International Climate Litigation: Current Decisions

On 30 October 2024, the International and Comparative Law Research Center held a roundtable discussion “International Climate Litigation: Current Decisions”.

Leading experts in international law, practicing lawyers, representatives of state bodies, students, and postgraduates took part in the discussion. The speakers were:

  • Mikhail Galperin, Professor at the Higher School of Economics and the S.S. Alekseev Private Law Research Centre under the President of the Russian Federation
  • Roman Kolodkin, Judge of the International Tribunal for the Law of the Sea
  • Daria Boklan, Professor, International Law Department, Higher School of Economics
  • Aleksey Kudinov, International Law Expert, Climate and Environment, the International and Comparative Law Research Center.

The discussion was moderated by Sofia Sarenkova, Head of Public International Law at the ICLRC.

The participants discussed trends in defining the climate obligations of states in the context of decisions of international courts and tribunals. The reports of the speakers were devoted to the judgement of the European Court of Human Rights (ECHR) of 9 April 2024, in the case of Verein KlimaSeniorinnen Schweiz v. Switzerland, as well as to the Advisory Opinion of the International Tribunal for the Law of the Sea of 21 May 2024, at the request of the COSIS organization.

The moderator, Sofia Sarenkova, opened the event and noted that the discussed court decisions have different objectives and legal effects, but both are important for understanding current climate obligations and their place in the context of obligations in other branches of international law, such as human rights and maritime law.

In his report, Mikhail Galperin presented an analysis of three ECHR judgments in climate cases (Carême v. France; Duarte Agostinho and Others v. Portugal and 32 Others; Verein KlimaSeniorinnen Schweiz and Others v. Switzerland), noting that the decision in the case against Switzerland produced a procedural revolution: the Court substantiated the legal standing of an organization acting to protect the collective interests of citizens. This decision, in his opinion, strengthens the role of NGOs as representatives of those affected by the negative impact of climate change. In response to the question about the possibility of granting legal capacity to “future generations”, the speaker admitted that legally this issue has not yet been developed.

Roman Kolodkin, in his report, analyzed the Advisory Opinion of the International Tribunal for the Law of the Sea dated 21 May 2024, regarding the reflection of states' will in it.
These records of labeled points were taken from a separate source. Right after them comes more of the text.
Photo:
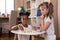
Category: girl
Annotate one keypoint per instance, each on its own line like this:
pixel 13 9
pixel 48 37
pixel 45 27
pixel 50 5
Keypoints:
pixel 23 26
pixel 47 22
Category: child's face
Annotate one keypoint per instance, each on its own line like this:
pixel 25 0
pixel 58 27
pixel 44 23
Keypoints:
pixel 44 10
pixel 24 20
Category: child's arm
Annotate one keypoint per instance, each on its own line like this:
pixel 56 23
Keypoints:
pixel 44 25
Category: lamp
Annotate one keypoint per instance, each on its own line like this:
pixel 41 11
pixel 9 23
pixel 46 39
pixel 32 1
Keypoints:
pixel 22 10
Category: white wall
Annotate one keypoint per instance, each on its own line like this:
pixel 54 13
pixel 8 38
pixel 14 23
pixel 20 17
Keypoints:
pixel 59 16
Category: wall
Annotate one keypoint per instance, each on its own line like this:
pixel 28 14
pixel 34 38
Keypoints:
pixel 19 3
pixel 59 17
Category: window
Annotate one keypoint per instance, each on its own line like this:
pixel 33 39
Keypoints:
pixel 6 6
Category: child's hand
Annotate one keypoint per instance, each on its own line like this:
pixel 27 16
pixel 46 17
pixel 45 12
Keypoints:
pixel 42 17
pixel 20 27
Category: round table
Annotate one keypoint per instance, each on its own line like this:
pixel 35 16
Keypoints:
pixel 32 33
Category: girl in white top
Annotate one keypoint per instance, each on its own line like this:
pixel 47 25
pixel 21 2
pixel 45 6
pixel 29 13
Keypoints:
pixel 47 22
pixel 23 26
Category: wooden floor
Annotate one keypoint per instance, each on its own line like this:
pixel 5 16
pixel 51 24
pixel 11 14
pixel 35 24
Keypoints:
pixel 6 37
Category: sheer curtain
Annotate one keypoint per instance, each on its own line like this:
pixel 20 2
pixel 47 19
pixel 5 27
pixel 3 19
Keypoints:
pixel 6 6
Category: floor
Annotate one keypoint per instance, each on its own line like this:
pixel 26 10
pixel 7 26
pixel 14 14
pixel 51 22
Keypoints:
pixel 6 37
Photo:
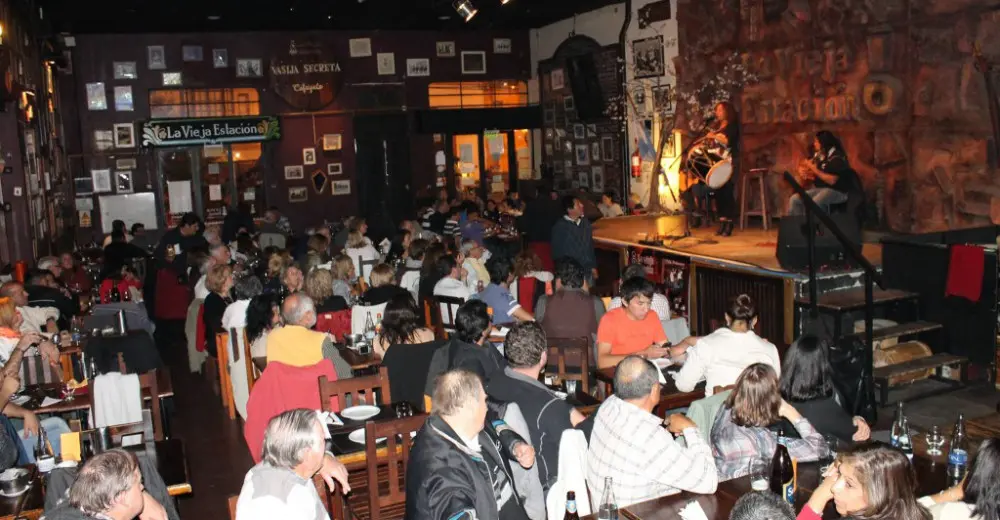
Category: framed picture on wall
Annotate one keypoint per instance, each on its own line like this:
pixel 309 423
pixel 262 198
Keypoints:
pixel 124 135
pixel 473 62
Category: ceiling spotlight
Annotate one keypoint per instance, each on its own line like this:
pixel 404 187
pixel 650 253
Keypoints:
pixel 465 9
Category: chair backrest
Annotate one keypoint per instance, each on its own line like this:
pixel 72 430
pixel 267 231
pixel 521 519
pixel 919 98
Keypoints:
pixel 359 314
pixel 222 346
pixel 571 352
pixel 360 389
pixel 148 382
pixel 397 456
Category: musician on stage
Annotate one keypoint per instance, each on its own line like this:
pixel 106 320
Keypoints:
pixel 727 135
pixel 830 173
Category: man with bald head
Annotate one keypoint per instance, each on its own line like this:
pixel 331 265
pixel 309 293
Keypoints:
pixel 629 444
pixel 296 344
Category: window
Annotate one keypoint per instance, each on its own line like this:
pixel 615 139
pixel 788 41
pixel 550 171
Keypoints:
pixel 478 94
pixel 203 102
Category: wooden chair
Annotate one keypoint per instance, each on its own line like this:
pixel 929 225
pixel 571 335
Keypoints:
pixel 397 455
pixel 360 389
pixel 577 352
pixel 222 345
pixel 148 381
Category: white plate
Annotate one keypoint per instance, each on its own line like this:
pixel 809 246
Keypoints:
pixel 360 413
pixel 358 436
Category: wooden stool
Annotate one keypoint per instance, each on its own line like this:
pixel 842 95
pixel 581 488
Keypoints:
pixel 759 175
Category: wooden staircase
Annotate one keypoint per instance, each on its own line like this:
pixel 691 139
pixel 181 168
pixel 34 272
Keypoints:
pixel 837 304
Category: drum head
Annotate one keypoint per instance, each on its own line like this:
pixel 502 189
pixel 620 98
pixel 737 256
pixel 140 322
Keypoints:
pixel 719 175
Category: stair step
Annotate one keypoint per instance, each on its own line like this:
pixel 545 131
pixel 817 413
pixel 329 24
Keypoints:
pixel 853 299
pixel 903 329
pixel 914 365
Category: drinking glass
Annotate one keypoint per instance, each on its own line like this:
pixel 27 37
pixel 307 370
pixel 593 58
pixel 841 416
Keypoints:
pixel 760 474
pixel 935 441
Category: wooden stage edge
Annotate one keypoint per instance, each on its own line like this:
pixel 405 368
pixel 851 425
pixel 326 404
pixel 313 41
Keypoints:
pixel 751 250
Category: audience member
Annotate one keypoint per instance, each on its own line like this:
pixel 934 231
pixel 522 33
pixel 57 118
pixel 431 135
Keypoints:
pixel 296 344
pixel 978 496
pixel 219 282
pixel 497 295
pixel 870 481
pixel 382 287
pixel 281 486
pixel 720 357
pixel 573 237
pixel 807 385
pixel 109 487
pixel 741 433
pixel 546 414
pixel 445 477
pixel 628 443
pixel 319 287
pixel 631 329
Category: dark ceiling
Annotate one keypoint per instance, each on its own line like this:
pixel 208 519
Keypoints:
pixel 145 16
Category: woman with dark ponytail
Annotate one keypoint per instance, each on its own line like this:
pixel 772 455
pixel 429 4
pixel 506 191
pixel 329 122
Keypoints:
pixel 721 356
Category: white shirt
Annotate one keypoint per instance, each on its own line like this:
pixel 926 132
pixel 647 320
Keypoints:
pixel 644 461
pixel 721 357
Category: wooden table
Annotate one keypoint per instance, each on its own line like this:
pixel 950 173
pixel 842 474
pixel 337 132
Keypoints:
pixel 670 397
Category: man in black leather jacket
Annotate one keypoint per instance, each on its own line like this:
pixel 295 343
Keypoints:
pixel 460 463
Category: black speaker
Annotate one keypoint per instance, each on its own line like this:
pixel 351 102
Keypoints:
pixel 587 94
pixel 793 249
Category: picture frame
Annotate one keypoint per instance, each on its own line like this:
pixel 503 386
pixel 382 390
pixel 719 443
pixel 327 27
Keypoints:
pixel 308 156
pixel 607 149
pixel 97 99
pixel 332 142
pixel 558 79
pixel 386 63
pixel 123 98
pixel 502 46
pixel 124 135
pixel 298 194
pixel 473 62
pixel 582 155
pixel 249 68
pixel 648 57
pixel 220 58
pixel 360 47
pixel 124 70
pixel 418 67
pixel 445 49
pixel 192 53
pixel 123 181
pixel 341 187
pixel 102 180
pixel 156 57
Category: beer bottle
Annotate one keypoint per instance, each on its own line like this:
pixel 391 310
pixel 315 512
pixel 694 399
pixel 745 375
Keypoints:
pixel 571 513
pixel 783 471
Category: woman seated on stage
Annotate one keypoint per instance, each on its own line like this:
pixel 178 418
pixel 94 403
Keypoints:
pixel 740 433
pixel 871 481
pixel 721 357
pixel 726 135
pixel 978 496
pixel 807 384
pixel 829 171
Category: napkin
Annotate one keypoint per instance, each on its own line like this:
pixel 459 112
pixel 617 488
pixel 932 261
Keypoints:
pixel 70 445
pixel 693 511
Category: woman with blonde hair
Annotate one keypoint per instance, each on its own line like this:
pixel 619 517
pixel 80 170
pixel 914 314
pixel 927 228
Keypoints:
pixel 319 287
pixel 870 481
pixel 740 433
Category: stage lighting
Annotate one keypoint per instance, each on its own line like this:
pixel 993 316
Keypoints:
pixel 465 9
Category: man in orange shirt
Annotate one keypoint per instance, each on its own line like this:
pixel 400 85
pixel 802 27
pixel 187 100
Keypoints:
pixel 631 329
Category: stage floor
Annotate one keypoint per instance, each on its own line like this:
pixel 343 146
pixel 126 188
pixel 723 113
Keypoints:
pixel 752 247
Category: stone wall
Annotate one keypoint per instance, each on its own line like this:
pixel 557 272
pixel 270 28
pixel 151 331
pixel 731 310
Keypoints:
pixel 895 79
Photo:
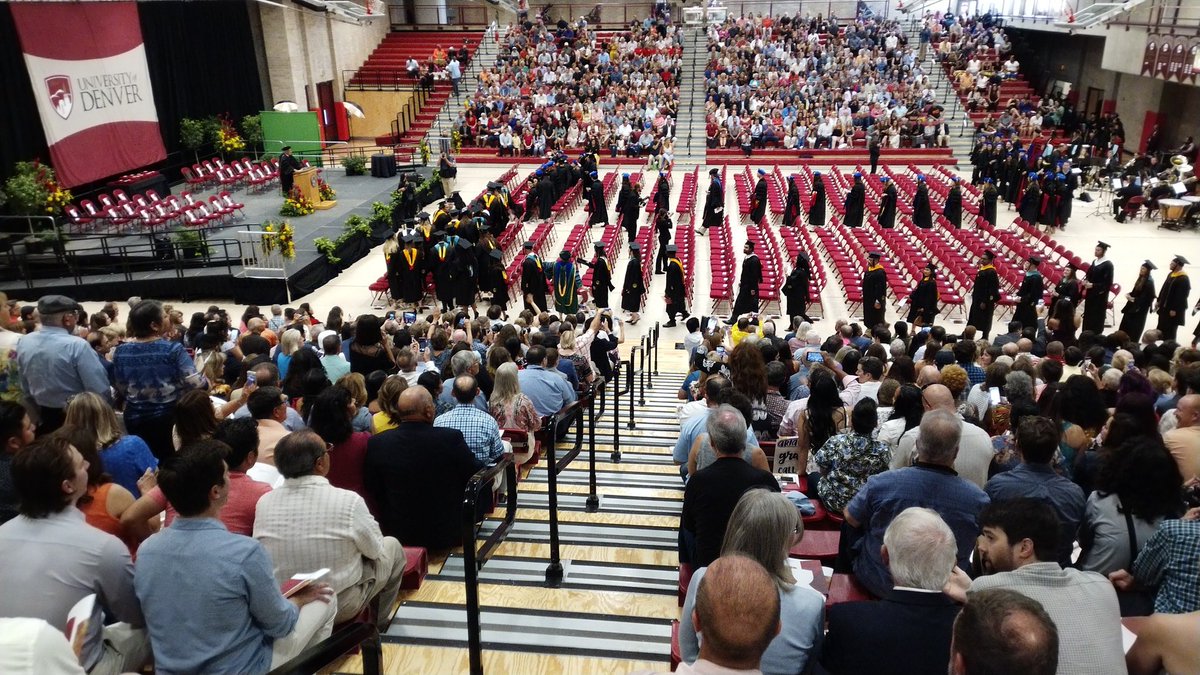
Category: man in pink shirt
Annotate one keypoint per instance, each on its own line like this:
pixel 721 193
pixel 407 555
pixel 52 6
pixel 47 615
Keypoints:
pixel 239 440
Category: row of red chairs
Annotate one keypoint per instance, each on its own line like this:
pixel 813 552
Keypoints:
pixel 120 214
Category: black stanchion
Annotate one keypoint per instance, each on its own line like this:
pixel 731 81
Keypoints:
pixel 474 560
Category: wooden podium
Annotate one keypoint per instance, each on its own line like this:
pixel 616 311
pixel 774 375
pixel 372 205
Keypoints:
pixel 306 180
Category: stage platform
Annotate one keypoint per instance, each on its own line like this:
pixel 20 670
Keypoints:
pixel 95 267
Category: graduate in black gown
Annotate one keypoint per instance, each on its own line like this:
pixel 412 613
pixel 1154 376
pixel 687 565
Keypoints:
pixel 499 279
pixel 923 299
pixel 856 202
pixel 1173 299
pixel 1098 281
pixel 663 193
pixel 748 285
pixel 633 287
pixel 714 202
pixel 989 196
pixel 533 279
pixel 791 204
pixel 875 292
pixel 601 276
pixel 797 286
pixel 759 199
pixel 984 296
pixel 1139 300
pixel 953 207
pixel 1030 202
pixel 597 207
pixel 676 290
pixel 922 215
pixel 888 204
pixel 816 209
pixel 663 227
pixel 1029 294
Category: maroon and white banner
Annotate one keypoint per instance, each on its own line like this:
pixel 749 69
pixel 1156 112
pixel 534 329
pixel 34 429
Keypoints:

The speaker noted that the reflection of state consensus on certain issues in decisions of international courts enhances their perception by states and other actors and gives them additional authority as subsidiary means for the determination of rules of international law. He drew attention to the universal opinion of states on available climate change data identified by the Tribunal: most states referred to reports of the Intergovernmental Panel on Climate Change (IPCC), recognizing them as an authoritative source of scientific data, while none of the parties to the case disputed the presented scientific data. In addition, the broad agreement around the scientific data was confirmed by the procedure for adopting IPCC reports with the participation of 195 countries. Thanks to this, the International Tribunal for the Law of the Sea concluded that scientific data are applicable as one of the factors taken into account when determining measures necessary to fulfill obligations under the UN Convention on the Law of the Sea in the context of climate change. When answering the question about the correlation between obligations under the UN Convention on the Law of the Sea and the Paris Agreement, the speaker noted that the Tribunal considered the principle of lex specialis derogat legi generali inapplicable in this case for the purpose of interpreting the Convention, which does not deprive climate agreements of their special role in regulating anthropogenic greenhouse gas emissions.

In her speech, Daria Boklan presented the key findings of the ECHR on the legal status of a victim of a violation of climate obligations and the negative consequences for those affected. She noted that in the case of Verein KlimaSeniorinnen Schweiz v. Switzerland, the Court relied on a non-standard approach to causation. Instead of the classic analysis of the link between the violation of the European Convention on Human Rights and specific damage to the applicants, the ECHR focused on the alleged failure of the state to fulfill positive obligations and the risk of damage. According to Professor Boklan, this approach is not new and was, in particular, applied by the WTO Dispute Settlement Body in the case of European Communities — Measures Affecting Asbestos and Products Containing Asbestos. The speaker also drew attention to the fact that the ECHR rejected the defendant's “drop in the ocean” argument regarding Switzerland's share of global anthropogenic greenhouse gas emissions and decided that the “but-for” test does not apply in this case.

Alexey Kudinov, concluding the event with a report on the adaptation of international legal norms in the face of climate change, noted that one of the tools for such adaptation is judicial interpretation based on the concept of a “living instrument”. The speaker drew attention to the fact that the discussed judicial acts are significant from the point of view of expanding the subject matter of international justice and discussing systemic relationships between climate agreements and other international treaties.